Foi também uma vienense, Margarete Schütte-Lihotzky (1897–2000), que inventou o conceito de cozinha moderna, ou seja, concebeu um espaço no lar equipado com as máquinas, ferramentas e instrumentos necessários para se cozinhar.
A cozinha concebida por Margarete Schütte-Lihotzky foi baptizada como “A cozinha de Frankfurt” e era estreita de fila dupla medindo 1,9 m × 3,4 m. A entrada estava localizada numa parede curta, oposta à qual ficava a janela. Ao longo do lado esquerdo foi colocado um fogão, seguido por uma porta de correr ligando a cozinha à sala de jantar e de estar. Na parede direita estavam os armários e a pia, em frente à janela um espaço de trabalho.
Aqui vos deixamos um artigo de jornal que explica perfeitamente como uma arquiteta vienense moldou o modo como ainda hoje vivemos, The Frankfurt Kitchen Changed How We Cook—and Live:
Para se perceber como Viena era o centro do mundo nesse tempo, veja-se que chegaram a viver simultaneamente nessa cidade vários homens que determinaram o rumo do século XX e o destino de milhões, como Trotsky, Estaline e Hitler. No mapa abaixo podemos ver como não moravam muito longe uns dos outros:
Adolph Hitler também andava por Viena nestes tempos, mas detestava-a. Odiava os imigrantes que havia por todo o lado, sobretudo os judeus, e também tinha fortes sentimentos contra as inovações arquitectónicas e a arte moderna. É provável que também não apreciasse a psicanálise e os orgasmos femininos.

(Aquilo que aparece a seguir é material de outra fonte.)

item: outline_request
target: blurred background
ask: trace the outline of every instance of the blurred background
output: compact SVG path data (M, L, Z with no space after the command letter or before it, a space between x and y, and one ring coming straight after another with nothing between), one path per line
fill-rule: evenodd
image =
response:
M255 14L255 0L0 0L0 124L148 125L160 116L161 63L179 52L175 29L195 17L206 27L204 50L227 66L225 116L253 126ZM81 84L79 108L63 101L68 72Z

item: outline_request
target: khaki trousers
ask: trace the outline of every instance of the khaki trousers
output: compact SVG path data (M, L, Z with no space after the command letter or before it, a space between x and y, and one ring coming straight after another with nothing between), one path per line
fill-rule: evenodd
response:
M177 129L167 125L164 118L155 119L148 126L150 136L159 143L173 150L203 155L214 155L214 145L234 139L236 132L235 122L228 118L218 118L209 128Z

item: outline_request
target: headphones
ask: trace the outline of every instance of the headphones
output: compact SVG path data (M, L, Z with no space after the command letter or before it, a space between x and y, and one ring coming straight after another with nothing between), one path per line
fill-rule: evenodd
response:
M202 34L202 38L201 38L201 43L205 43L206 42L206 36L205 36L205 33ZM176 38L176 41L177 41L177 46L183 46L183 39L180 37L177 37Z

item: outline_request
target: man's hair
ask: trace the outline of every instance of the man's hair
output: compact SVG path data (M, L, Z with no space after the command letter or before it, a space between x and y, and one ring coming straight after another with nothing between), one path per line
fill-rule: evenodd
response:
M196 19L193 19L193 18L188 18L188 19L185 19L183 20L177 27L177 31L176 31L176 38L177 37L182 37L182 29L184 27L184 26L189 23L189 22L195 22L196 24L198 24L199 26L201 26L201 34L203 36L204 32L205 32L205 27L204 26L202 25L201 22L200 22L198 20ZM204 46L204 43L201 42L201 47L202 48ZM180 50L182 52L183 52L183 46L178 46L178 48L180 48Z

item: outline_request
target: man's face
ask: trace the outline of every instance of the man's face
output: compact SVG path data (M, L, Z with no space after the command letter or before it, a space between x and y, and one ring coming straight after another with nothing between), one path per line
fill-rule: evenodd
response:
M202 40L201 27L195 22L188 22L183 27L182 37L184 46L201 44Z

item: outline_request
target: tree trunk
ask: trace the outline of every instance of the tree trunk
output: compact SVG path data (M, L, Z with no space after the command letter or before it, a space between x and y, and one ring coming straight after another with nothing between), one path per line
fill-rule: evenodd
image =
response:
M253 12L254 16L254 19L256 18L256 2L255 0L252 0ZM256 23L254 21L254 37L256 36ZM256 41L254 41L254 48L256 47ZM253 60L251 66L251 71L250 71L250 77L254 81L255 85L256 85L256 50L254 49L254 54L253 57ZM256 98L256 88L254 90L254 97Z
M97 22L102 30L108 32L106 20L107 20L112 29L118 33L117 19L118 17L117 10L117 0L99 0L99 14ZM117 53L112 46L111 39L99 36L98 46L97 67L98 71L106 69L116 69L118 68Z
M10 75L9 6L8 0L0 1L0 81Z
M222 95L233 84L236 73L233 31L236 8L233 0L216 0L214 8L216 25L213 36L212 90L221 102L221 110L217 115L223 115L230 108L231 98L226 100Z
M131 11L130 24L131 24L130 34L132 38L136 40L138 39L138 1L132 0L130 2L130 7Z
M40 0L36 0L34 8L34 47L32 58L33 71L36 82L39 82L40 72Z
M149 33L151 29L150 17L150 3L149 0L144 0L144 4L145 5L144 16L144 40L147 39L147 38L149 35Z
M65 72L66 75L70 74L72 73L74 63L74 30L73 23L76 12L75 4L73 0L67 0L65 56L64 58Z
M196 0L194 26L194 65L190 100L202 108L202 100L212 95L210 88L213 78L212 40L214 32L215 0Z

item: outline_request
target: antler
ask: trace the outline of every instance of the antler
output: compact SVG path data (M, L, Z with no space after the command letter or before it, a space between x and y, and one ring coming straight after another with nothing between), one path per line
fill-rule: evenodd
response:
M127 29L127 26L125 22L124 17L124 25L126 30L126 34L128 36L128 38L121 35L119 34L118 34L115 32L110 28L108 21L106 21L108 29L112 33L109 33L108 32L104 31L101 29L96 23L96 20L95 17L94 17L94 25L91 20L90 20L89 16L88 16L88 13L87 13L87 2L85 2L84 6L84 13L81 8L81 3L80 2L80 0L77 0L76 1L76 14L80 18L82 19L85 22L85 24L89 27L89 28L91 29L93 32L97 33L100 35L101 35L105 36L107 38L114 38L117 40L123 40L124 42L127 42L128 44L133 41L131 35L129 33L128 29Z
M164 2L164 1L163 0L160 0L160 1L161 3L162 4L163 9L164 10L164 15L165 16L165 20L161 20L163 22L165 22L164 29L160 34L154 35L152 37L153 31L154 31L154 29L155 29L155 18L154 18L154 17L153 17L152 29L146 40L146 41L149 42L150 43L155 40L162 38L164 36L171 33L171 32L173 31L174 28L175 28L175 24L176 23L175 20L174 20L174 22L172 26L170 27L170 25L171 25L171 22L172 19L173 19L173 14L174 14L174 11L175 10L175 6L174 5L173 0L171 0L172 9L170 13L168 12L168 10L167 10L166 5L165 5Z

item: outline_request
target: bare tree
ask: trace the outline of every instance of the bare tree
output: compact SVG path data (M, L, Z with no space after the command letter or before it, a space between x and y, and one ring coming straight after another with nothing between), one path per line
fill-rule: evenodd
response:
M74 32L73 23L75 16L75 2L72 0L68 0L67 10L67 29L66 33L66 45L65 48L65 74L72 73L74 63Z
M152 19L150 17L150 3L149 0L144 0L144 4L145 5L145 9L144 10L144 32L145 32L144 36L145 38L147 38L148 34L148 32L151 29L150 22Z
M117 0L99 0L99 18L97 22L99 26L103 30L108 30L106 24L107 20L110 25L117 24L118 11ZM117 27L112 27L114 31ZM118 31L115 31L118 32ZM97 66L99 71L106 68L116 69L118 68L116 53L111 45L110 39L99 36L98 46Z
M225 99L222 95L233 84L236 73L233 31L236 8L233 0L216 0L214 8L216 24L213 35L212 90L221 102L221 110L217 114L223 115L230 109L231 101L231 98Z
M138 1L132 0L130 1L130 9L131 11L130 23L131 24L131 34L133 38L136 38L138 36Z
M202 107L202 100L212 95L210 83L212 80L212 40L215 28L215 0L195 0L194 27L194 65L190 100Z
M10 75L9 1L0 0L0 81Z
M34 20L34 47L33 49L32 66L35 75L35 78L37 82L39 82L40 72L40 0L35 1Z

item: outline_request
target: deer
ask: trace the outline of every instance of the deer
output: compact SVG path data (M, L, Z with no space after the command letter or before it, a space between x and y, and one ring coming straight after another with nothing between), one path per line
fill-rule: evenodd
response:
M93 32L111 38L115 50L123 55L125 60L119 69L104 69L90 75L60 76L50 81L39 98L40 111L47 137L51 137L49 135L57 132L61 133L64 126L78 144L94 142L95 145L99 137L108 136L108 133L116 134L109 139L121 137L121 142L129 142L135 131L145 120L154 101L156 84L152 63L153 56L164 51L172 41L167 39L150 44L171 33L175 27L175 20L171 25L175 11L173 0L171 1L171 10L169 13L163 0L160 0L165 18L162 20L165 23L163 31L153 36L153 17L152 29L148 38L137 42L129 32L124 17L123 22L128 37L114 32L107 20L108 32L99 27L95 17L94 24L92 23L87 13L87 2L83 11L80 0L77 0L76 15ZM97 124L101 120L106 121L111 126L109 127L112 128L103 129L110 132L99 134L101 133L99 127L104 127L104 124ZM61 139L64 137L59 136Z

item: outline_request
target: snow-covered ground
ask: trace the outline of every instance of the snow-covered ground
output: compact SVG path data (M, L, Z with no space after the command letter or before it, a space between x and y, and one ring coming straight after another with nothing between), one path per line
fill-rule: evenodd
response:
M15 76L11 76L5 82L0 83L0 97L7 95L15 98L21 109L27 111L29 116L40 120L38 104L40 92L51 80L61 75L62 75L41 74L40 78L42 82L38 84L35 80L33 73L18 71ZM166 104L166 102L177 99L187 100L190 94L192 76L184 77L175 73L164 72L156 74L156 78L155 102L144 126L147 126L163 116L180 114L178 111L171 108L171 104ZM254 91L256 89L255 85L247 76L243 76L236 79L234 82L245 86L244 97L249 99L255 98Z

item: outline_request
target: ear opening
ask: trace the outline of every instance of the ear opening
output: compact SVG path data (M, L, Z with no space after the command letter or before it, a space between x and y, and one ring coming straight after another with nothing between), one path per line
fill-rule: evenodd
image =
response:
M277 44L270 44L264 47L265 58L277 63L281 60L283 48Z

O homem andava por Viena, pois que tinha desejos de ser artista. Concorreu várias vezes à Academia de Belas Artes, mas foi sempre recusado. Outra coisa não seria de esperar, na verdade Viena era uma das capitais da arte moderna e os vienenses gostavam de pinturas inovadoras e radicais e não de coisas chochas, tradicionais e muito bonitinhas, como as que o jovem Adolph pintava. Abaixo a imagem de uma linda gravura de Hitler:
O problema foi que Hitler acabou eleito Chanceler, a Alemanha nazi anexou a Áustria e a diversidade cultural e social de Viena foi completamente eliminada. Após o final da guerra era uma cidade quase provinciana sem imigrantes, sem judeus, apenas com gente de origem germânica. A cidade é hoje em dia uma pacata capital europeia e nada tem a ver com o tempo em que era centro do mundo.
Aqui há uns meses neste mesmo blog, já tínhamos falado de Viena e do que esta trouxe às artes e letras. Foi lá que se inventou a literatura moderna, bem como a filosofia, a música e a arquitetura do nosso tempo. Não nos vamos repetir, mas quem quiser ler, pode fazê-lo em:
Terminamos aconselhando-vos um dos melhores livros de não-ficção do ano que agora finda, “Viena” de Richard Crockett. Lendo-o ficamos a perceber como uma cidade vibrante e inovadora, pôde rapidamente ser transformada num local tradicional e irrelevante. Lendo-o ficamos também a saber que é da troca e confronto de ideias e da mistura de culturas que nasce o futuro. Foi essa Viena cheia de imigrantes, de discussões e de inovações, que deu origem a esse futuro, que é o nosso atual presente.